The reader/scanner for the Libre is $95 and is rechargeable. This is certainly a point of difference when comparing with CGM transmitters, which have a battery life of either 3 or 6 months (depending on the product you use), and cost significantly more. (Add a CGM receiver to the cost and the price goes up a whole lot more.) This is where the affordability of the Libre runs rings around the CGM devices.

I just want to quietly flag supply issues which I hope will not be a problem here in Australia. The Libre is not quite available for purchase here in Australia, but is only weeks away. At DX2Sydney, I asked if there are any supply concerns similar to those that plagued the product’s release in the UK and EU and was assured that there really should not be here in Australia. I suspect that part of the reason the launch was not immediately after TGA approval was to make sure that there would be product available.

The verdict for me

So, is this a product I would continue to use? Well, yes. And no.

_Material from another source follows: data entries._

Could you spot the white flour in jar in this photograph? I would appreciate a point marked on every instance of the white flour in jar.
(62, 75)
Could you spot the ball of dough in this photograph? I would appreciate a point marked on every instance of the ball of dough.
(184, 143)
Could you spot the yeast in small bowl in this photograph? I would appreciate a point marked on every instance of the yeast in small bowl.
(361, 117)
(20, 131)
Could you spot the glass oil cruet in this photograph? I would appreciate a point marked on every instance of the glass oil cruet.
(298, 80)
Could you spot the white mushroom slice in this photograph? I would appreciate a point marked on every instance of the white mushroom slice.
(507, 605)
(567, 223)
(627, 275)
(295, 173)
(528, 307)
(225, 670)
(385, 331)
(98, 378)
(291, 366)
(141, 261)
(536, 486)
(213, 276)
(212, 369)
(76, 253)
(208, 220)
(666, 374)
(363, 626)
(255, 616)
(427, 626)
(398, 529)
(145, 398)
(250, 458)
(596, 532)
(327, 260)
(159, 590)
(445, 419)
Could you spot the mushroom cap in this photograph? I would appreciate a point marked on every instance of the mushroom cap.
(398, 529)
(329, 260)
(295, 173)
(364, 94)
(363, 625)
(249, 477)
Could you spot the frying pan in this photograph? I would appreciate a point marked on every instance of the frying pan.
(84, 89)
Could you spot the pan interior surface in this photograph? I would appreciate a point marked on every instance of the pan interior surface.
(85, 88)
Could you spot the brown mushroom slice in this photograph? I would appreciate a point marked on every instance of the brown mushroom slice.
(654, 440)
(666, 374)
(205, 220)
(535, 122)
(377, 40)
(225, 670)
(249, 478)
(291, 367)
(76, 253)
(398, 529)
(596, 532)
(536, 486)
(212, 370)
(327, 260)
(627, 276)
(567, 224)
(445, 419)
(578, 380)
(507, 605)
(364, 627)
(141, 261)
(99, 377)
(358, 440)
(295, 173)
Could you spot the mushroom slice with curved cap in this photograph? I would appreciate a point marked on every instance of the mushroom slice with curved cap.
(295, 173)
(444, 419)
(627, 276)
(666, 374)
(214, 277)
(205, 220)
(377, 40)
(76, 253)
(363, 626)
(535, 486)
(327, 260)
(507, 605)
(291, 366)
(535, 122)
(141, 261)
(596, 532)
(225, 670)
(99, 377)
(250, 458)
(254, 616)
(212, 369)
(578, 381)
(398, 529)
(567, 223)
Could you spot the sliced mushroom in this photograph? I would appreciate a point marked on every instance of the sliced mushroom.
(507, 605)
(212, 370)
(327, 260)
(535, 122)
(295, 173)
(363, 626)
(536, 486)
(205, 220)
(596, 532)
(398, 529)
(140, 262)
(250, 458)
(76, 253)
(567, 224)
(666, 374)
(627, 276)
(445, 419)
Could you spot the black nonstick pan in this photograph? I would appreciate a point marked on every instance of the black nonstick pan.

I really like and I trust the Libre. Accuracy for me is THE most important measure when it comes to any diabetes device (whether that be measuring my glucose levels or delivering insulin). From that perspective, I found this to be a winner.

But the lack of alarms is a problem for me. As someone with impaired hypo awareness, being able to catch those lows is important and I can’t do that without a system that warms me. The Libre doesn’t do that.

HOWEVER – this is not a CGM device and therefore, I understand I need to frame it in that way. This is a replacement for BG monitoring and BG monitors do not alarm and I have no expectation that it will. Despite being a sensor, the Libre is meant a substitute for finger pricks and meters. Currently, I check my BG twice a day to calibrate my Dex. If I was not wearing CGM, I would absolutely use Libre over a BGL meter any day.

Pumplette talks Libre

 

DISCLOSURE (again!!)

DX2Sydney was being coordinated and run by Abbott Diabetes Care. The costs for me to attend the two day event (travel, accommodation, meals and transfers) were covered by Abbott. All attendees received Freestyle Libre products (one scanner and two sensors) so we could trial the new device. 

There was no expectation that I would write about the event or my thoughts of the device. Abbott may have paid for me to attend, but they did not pay for my words on this blog, social media activity or anywhere else. I like to share, so that’s why I decided to write about my experience.